American basketball player and coach

Carl William Roth (September 15, 1909 – May 28, 1966) was an American basketball player and coach. A native of Sheboygan, Wisconsin, Roth attended the University of Wisconsin–Madison and played for their men's basketball team from 1929 to 1932. Six years later he played in 14 total games for the Sheboygan Red Skins during the 1938–39 season. The Red Skins were a professional franchise that competed in the National Basketball League (NBL).

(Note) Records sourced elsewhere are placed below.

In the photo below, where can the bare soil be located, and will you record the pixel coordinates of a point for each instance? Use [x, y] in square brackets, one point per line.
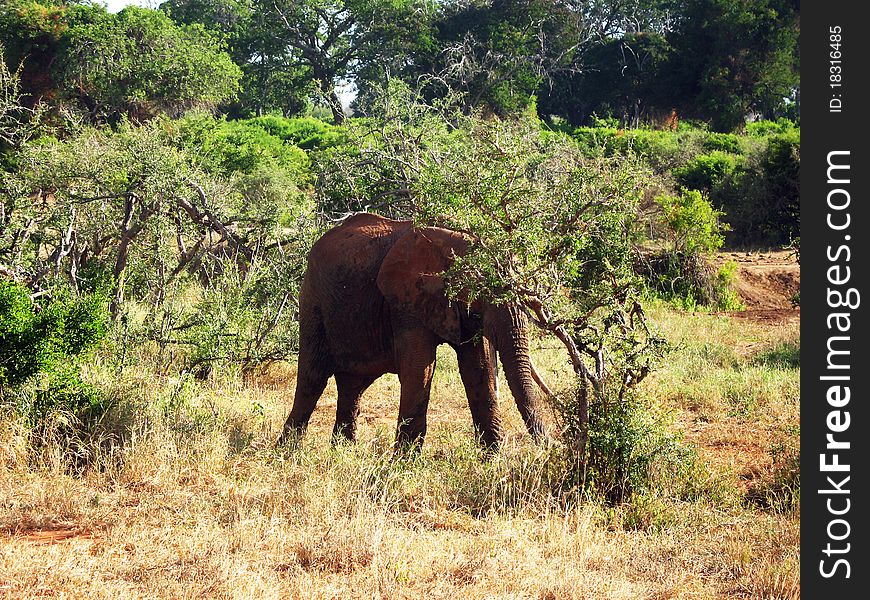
[766, 283]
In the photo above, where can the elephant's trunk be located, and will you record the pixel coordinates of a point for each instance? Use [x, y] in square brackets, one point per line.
[512, 342]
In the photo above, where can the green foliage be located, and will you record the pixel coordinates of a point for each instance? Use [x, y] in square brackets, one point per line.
[765, 128]
[34, 339]
[693, 225]
[707, 171]
[191, 209]
[688, 281]
[723, 142]
[631, 452]
[140, 63]
[39, 346]
[307, 133]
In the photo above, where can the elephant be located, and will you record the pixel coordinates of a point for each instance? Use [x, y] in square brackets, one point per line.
[373, 301]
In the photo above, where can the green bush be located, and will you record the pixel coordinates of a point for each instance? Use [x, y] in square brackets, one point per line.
[767, 128]
[34, 338]
[707, 171]
[723, 142]
[694, 226]
[38, 350]
[307, 133]
[762, 197]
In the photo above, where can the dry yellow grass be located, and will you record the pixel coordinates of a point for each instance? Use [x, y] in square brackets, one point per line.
[196, 503]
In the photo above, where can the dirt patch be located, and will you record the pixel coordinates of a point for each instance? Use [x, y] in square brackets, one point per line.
[766, 283]
[50, 534]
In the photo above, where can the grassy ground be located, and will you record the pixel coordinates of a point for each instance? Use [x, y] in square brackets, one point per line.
[196, 502]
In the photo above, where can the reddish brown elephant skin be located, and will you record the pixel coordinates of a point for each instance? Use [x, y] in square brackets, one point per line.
[373, 302]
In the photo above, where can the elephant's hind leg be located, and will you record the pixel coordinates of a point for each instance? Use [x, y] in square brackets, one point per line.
[311, 380]
[350, 390]
[477, 368]
[416, 354]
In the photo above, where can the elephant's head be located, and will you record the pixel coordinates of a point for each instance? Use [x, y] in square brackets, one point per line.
[411, 280]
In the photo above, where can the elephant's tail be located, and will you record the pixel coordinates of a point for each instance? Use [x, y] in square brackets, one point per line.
[537, 377]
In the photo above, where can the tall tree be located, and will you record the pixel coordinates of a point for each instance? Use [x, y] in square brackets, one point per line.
[733, 57]
[272, 80]
[338, 39]
[500, 52]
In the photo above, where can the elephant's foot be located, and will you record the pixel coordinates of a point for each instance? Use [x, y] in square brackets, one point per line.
[291, 434]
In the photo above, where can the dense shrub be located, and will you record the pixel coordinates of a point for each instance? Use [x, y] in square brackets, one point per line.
[723, 142]
[38, 350]
[307, 133]
[708, 171]
[762, 196]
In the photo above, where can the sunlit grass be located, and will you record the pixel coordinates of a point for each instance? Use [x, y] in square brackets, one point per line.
[194, 500]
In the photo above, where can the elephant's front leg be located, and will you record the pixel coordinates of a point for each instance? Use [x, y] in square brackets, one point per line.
[415, 354]
[350, 389]
[477, 368]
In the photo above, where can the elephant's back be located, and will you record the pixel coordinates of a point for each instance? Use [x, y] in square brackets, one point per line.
[356, 247]
[340, 293]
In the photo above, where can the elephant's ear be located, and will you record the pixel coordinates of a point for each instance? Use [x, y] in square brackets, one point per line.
[410, 278]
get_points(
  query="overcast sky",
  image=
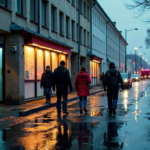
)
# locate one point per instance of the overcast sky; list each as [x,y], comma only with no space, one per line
[117,12]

Roth stayed with the team as both its legal counsel and in other capacities after his one-season playing. He later took over as head coach in 1943 as the replacement head coach for player-coach Erwin Graf in January 1943 and coached the team for one and a half seasons. In his first season where he took over as head coach for part of that season, the Red Skins won the league championship for the first and only time in their history, with Roth also being named the NBL Coach of the Year as well. He died after a short illness in 1966 at a Peoria, Illinois hospital.